Но это была еще безоглядная пора пробуждения от прежней детской полусмерти, не тот теоретический плач сомнения, который одолел меня несколько лет спустя и который мне, из бессилия вразумить мнимых вопрошателей, приходилось мотивировать недугом. Тогда, за вычетом ночи, мне было еще весело и просто быть ребенком, неумело идти нашим тенистым двором с журчащим в чаще амуром, впереди внимательной няни, в облаке такой понятной и бережной любви, в только что подаренном ожерелье из золотых топориков, наковаленок и птиц, с маленьким аккуратным фаллосом посередине, который я теребил и все пытался разглядеть, скосив глаза под подбородок. В портике сада Артемон нарочито и театрально отчитывал Гаия за предполагаемые огрехи в греческом (мы порой перенимали лишнее у дворни), а я, такой маленький и свободный, все стремительнее переминаясь на неловких ножках, но так, что даже и няня не поспевала подхватить, уже летел с порога в подол к матери, которым она, смеясь, опутывала меня и ловила. «Смотри-ка, Юста, какой воробышек впорхнул», шутила она, и няня радостно подыгрывала, пускаясь перечислять вероятные блюда из воробышка, которыми станут лакомиться сегодня господа; но я уже не пугался, помня это меню наизусть, и даже добавлял какой-нибудь паштет, упущенный нерасторопной Юстой.

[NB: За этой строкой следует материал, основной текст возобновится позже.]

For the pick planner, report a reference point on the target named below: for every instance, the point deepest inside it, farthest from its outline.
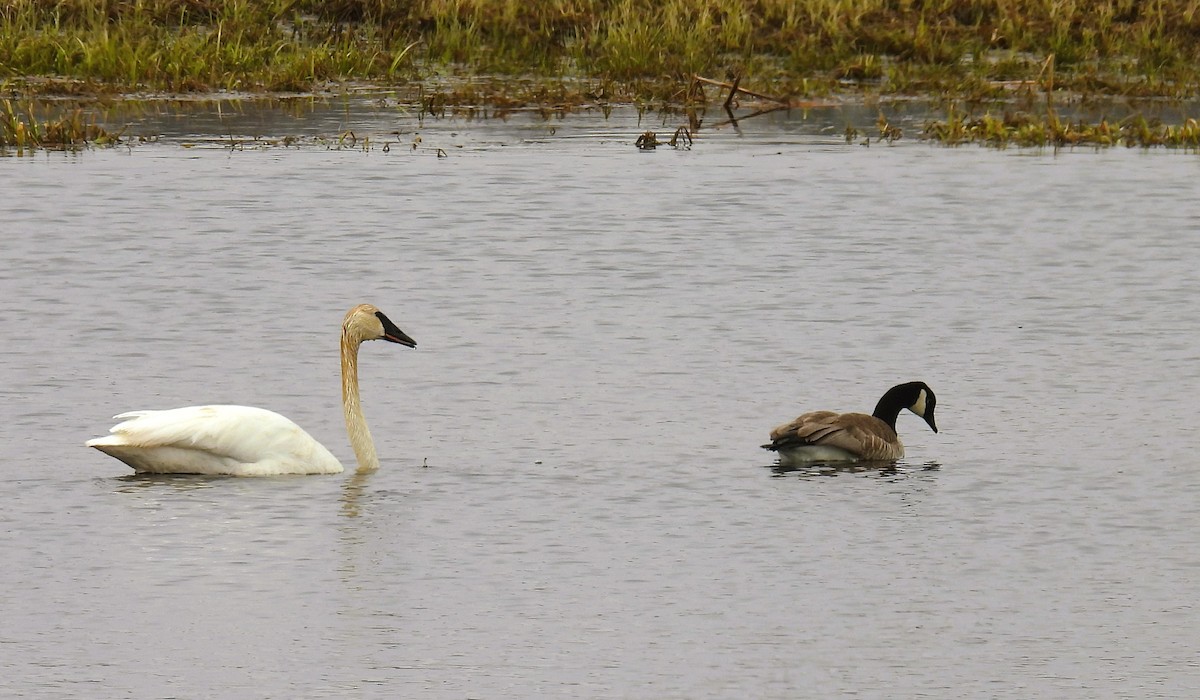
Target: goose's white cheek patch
(918, 406)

Ее отсылали; мать сажала меня на колени, гладила волосы, взмокшие от усердного бега, и я погружался в завораживающий мир ее бесконечных историй, которым сам воспретил прекращаться: о храбром Вириате, враге и посрамителе римлян, так и не успевших с ним совладать (мать умерла раньше); о Калидонской охоте и беге Аталанты, которая, во избежание скоропостижного конца рассказа, поочередно доставалась каждому из соискателей; и о чем-то уже вовсе диком и неслыханном, о каких-то одноглазых и одноруких старухах, насылающих заклятия, о витязях в пути за чудотворными амулетами, о нежных девах, поверженных в столетний сон настоями из семи трав, которые по пробуждении верно отдавались этим мужественным старцам. Наверное, она сама слышала эти сказки в своем испанском детстве – она рассказывала их каким-то гипнотическим полунапевом, и, бывало, если по ходу действия витязь или дева срывались в песню, она тихонько пела мне ее по-испански, поглядывая на входной полог.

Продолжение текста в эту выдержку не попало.